Cependant, le métrage défile, son scénario draguant l’émotion avec sa noirceur, ses retournements de situation et ses dilemmes, mais continuant d’être empesé par son bagage visuel si empressé dans sa démonstration qu’il en perd sa consistance (voir les scènes d’action, rendues informes par les efforts frénétiques du cadre pour être aussi agité que les corps modélisés). À côté de cela, des placements de produit plutôt agressifs (merci la marque nippo-suédoise de téléphones mobiles, merci l’enseigne française de vente de jeux vidéo) achèvent de ramener le film d’animation à l’état de gadget certes bien écrit, mais artificiellement incarné. Renseignement pris, on apprend que le réalisateur Antoine Charreyron s’est fait connaître dans les cinématiques de jeux vidéo.

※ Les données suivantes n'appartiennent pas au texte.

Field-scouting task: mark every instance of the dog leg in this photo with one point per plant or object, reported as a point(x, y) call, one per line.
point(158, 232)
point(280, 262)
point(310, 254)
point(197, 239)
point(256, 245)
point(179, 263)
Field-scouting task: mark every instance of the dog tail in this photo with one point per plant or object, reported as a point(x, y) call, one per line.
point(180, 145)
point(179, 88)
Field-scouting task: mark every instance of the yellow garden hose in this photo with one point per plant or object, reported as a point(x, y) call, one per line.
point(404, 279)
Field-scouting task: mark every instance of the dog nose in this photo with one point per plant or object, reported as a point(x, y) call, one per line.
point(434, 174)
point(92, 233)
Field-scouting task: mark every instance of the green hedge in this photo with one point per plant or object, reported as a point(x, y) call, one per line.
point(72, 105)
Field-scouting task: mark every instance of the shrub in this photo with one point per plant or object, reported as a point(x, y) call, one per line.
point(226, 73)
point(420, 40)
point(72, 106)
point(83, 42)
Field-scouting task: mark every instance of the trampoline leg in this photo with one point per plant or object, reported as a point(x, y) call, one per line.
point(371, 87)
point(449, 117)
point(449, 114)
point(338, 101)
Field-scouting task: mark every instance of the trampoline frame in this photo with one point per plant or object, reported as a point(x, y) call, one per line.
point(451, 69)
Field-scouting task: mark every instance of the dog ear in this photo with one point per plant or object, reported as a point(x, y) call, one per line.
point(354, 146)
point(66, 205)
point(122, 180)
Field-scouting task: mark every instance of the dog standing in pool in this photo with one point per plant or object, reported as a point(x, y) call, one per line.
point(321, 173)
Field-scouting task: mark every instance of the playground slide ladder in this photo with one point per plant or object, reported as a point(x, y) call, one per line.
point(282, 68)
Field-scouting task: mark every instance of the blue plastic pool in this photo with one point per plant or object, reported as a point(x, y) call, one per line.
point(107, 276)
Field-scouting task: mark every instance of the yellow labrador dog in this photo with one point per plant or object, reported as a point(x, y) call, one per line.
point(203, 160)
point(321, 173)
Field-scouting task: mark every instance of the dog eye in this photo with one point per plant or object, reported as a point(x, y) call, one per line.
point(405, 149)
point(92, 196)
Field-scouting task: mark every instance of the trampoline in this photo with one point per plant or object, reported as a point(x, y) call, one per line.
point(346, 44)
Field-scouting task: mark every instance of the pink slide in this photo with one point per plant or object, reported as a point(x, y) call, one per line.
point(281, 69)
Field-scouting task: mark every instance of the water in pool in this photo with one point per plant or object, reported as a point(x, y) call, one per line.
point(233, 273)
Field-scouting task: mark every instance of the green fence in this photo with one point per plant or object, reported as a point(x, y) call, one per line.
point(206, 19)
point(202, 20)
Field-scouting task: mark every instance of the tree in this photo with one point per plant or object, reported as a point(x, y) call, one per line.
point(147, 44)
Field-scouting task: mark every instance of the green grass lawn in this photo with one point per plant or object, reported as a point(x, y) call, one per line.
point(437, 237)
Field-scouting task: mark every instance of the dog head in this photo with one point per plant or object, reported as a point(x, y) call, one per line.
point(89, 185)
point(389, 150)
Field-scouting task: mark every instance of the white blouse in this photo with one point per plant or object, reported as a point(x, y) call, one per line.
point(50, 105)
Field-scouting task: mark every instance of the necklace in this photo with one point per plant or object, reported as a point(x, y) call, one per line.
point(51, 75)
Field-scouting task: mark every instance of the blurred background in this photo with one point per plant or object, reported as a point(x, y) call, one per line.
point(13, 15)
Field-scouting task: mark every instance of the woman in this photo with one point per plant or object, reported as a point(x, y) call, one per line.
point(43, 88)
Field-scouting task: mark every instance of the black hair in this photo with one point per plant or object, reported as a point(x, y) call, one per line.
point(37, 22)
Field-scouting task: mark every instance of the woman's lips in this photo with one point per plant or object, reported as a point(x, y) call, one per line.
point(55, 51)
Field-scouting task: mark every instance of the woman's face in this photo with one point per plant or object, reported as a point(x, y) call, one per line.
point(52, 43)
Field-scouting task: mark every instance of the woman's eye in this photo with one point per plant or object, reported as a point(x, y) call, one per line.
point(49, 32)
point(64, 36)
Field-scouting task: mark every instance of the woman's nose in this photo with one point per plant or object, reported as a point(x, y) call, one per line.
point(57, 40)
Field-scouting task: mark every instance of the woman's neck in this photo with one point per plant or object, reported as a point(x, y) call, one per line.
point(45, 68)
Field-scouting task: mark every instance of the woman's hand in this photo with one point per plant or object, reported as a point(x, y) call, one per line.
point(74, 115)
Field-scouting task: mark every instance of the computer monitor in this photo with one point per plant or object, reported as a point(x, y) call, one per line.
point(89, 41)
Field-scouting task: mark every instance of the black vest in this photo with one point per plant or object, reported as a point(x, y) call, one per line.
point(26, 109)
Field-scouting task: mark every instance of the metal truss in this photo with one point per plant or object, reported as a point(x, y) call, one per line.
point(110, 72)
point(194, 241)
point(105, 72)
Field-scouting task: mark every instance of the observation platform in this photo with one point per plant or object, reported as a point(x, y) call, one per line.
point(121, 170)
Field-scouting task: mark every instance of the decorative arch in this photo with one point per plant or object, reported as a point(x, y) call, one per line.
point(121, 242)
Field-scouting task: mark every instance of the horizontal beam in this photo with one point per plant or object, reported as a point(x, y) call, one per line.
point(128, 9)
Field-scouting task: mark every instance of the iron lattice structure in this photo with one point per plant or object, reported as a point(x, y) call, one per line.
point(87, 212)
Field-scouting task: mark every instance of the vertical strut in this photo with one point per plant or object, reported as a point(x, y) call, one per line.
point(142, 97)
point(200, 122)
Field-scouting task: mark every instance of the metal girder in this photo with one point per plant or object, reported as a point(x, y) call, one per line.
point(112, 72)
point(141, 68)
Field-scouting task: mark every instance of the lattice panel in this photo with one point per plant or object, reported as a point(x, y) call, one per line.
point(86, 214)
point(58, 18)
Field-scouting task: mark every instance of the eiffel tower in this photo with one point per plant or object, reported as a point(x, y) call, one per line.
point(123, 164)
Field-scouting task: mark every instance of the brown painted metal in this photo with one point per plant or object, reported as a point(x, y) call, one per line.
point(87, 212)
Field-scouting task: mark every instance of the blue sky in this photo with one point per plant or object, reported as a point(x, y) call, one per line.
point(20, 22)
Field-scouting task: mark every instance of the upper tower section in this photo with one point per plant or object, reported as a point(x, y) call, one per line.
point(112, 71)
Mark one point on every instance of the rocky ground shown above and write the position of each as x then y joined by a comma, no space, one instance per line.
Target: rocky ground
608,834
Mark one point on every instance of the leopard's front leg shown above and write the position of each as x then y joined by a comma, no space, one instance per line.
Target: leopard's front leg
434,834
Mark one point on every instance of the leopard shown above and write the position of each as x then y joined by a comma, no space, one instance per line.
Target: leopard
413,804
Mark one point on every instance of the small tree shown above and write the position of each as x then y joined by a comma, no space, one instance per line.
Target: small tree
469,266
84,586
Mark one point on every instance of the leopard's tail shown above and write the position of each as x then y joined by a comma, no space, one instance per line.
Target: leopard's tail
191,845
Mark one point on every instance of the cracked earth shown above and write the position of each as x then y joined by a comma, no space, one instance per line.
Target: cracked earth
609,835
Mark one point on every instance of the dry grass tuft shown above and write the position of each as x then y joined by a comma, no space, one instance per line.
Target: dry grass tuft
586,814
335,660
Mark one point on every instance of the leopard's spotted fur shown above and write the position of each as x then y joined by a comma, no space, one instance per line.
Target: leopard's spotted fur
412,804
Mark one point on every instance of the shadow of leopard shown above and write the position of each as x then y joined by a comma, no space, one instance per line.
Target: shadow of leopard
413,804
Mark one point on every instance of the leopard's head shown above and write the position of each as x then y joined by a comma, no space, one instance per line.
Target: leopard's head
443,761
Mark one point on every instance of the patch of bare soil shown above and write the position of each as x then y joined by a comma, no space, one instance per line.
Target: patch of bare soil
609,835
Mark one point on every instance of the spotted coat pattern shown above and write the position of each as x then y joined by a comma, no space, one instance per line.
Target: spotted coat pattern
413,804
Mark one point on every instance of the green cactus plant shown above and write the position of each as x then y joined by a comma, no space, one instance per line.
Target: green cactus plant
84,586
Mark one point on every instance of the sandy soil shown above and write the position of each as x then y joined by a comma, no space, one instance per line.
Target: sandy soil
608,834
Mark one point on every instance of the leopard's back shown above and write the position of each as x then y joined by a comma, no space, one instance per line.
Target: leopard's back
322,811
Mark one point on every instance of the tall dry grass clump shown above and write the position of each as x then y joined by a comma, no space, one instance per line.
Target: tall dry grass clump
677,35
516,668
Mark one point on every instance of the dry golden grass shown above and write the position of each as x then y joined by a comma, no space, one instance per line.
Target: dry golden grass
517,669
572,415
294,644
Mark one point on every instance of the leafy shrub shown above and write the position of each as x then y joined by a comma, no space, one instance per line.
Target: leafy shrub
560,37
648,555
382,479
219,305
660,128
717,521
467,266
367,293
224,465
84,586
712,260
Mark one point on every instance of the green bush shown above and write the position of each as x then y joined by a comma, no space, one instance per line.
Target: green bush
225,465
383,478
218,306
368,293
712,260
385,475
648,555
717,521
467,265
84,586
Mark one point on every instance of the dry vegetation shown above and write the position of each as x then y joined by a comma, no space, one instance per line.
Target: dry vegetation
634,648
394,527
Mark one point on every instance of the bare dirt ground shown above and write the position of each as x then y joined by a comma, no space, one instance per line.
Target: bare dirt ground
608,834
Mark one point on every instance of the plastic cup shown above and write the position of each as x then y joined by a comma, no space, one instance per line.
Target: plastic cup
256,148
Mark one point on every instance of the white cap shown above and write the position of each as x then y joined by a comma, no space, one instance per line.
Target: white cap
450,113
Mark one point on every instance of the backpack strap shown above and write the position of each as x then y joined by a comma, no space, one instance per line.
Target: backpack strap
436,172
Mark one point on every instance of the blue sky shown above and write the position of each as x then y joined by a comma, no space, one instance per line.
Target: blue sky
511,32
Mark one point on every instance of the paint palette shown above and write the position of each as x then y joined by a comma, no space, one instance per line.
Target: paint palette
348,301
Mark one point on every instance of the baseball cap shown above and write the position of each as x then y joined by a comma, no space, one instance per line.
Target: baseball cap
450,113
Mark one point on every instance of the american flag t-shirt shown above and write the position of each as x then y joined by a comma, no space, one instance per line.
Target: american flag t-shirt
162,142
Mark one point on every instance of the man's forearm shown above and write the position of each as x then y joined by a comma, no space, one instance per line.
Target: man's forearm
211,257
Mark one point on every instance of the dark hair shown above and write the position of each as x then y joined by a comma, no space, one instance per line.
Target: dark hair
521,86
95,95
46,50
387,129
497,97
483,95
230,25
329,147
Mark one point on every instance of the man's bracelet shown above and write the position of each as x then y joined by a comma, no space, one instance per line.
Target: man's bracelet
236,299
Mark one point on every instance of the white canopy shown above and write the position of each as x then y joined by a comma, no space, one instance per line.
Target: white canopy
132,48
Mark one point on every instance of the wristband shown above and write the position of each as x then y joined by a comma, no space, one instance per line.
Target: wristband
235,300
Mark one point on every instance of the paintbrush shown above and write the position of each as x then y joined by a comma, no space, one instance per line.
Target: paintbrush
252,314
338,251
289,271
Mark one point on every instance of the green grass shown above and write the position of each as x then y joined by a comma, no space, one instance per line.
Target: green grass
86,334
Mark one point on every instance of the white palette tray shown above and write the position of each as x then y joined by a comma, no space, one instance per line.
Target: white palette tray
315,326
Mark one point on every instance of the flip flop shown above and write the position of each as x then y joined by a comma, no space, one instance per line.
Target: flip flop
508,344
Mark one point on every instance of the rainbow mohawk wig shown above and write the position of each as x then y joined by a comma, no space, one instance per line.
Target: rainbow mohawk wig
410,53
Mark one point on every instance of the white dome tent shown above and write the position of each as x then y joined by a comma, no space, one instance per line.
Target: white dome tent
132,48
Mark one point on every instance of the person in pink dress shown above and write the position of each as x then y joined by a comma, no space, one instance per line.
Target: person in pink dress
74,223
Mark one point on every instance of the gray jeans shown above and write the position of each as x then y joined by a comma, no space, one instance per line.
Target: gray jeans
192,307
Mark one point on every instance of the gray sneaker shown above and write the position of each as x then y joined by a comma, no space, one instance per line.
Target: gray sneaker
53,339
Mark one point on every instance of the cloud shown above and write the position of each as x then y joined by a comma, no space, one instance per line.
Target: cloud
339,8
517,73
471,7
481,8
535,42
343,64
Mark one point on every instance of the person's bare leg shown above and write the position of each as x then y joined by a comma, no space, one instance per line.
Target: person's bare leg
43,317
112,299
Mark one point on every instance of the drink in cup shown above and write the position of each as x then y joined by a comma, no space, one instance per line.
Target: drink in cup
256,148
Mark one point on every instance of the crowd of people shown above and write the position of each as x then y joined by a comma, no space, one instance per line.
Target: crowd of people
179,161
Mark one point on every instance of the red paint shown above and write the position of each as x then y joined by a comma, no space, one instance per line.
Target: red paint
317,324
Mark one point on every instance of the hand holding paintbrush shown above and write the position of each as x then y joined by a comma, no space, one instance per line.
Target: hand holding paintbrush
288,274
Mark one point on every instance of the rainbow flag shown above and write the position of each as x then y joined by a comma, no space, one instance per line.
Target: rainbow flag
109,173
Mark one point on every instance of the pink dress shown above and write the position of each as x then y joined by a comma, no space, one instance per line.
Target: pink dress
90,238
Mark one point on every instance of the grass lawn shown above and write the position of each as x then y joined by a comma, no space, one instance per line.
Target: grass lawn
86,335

C’est exactement cela : The Prodigies n’a guère plus d’impact que les plus creux de ces films majoritairement conçus pour enjoliver et/ou gonfler un produit ludique. Longue et bavarde bande-démo illustrant les ressources techniques à l’œuvre, fer de lance parmi d’autres d’une stratégie d’occupation du marché du divertissement cinématographique, mais qui, en tentant de faire du cinéma, manifeste surtout ses réflexes publicitaires.